Beugesehnenverletzung Therapiefehler

Therapiefehler bei Rekonstruktion der Beugesehne

Die rekonstruktive Chirurgie einer durchtrennten Beugesehne ist ein technisch schwieriger Eingriff, der auch bei sachgerechter Durchführung oft ein für den Verletzten unbefriedigendes Resultat hinterlässt.

Ärztliche Standards bei der Rekonstruktion der Beugesehnenverletzung sind:

Adäquate Anästhesie

(d.h. der gesamte Arm muss betäubt sein. Eine lokale Betäubung der Verletzungsstelle selbst reicht bei der Rekonstruktion nicht aus.) Adäquate Anästhesien sind beispielsweise Vollnarkose, Plexusanästhesie….

Blutleeres Operationsgebiet:

 Bis auf die seltenen Kontraindikationen muss der Eingriff zur Rekonstruktion einer Beugesehne in blutleerem Feld erfolgen.

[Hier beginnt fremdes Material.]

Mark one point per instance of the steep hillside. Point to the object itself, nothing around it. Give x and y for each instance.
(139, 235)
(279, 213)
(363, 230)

Nur so können störende Blutungen und schlechte Übersicht  bei der Rekonstruktion gemieden werden.

Adäquate Anästhesie und blutleeres Operationsgebiet sind anerkannte Standards in der Behandlung einer Beugesehnenverletzung.

Behandlungsfehlervorwürfe lauten oft:

  • Keine sofortige Behandlung

    ideal ist es, eine Verletzung im Bereich des Hautmantels in den ersten 6-8 Stunden durch Naht zu schließen,

    Auch bei einer darunter liegenden Verletzung  ist es ideal, wenn die darunter liegende Verletzung innerhalb der ersten  6-8 Stunden rekonstruiert und dann die Haut verschlossen  wird.
    Da die Beugesehnenchirurgie jedoch ein hohes Maß an Qualifikation und persönlicher Erfahrung an das Operationsteam stellt und auch einen hohen Organisationsaufwand erfordern kann, ist es auch möglich, in den ersten 6-8 Stunden die Wunde mit adaptierenden Nähten zu versorgen und innerhalb der ersten 14 Tage die Beugesehnenrekonstruktion mit aufgeschobener Dringlichkeit zu planen und durchzuführen.
    Die handchirurgische Erfahrung hat gezeigt, dass auf diese Weise rekonstruierte  Beugesehnen im Ergebnis durchaus mit jenen vergleichbar sind, die in den ersten 6-8 Stunden operativ versorgt werden.
    Sehr ungünstig ist es, Beugesehnenverletzungen erst nach 3/4 Wochen oder noch später zu versorgen. Hier ist dann oft eine Sehnentransplantation notwendig, da eine primäre Naht der Sehnen nicht mehr gelingt.
    Bei einer operativen Versorgung in den ersten 14 Tagen ist in aller Regel bei glatter Durchtrennung der Beugesehnen eine direkte Naht der Sehnenstümpfe möglich.

  • Naht nur einer Sehne:

    In Lehrbüchern findet man oft die Forderung, dass beide Beugesehnen genäht werden sollen. Dies ist zweifelsohne auch der Idealfall.
    Gerade im Bereich der Finger kann es jedoch völlig sachgerecht sein, wenn nur eine (die tiefe Beugesehne) genäht wird. Hier verlaufen im Bereich der Finger die Sehnen in einem engen Sehnenkanal. Die zusätzliche Naht der zweiten Sehne kann dazu führen, dass das Gleiten der Sehne in dem engen Sehnenkanal nicht mehr möglich ist oder erschwert wird. In solcher Situation ist es völlig gerechtfertigt, nur eine (die tiefe Beugesehne) zu nähen.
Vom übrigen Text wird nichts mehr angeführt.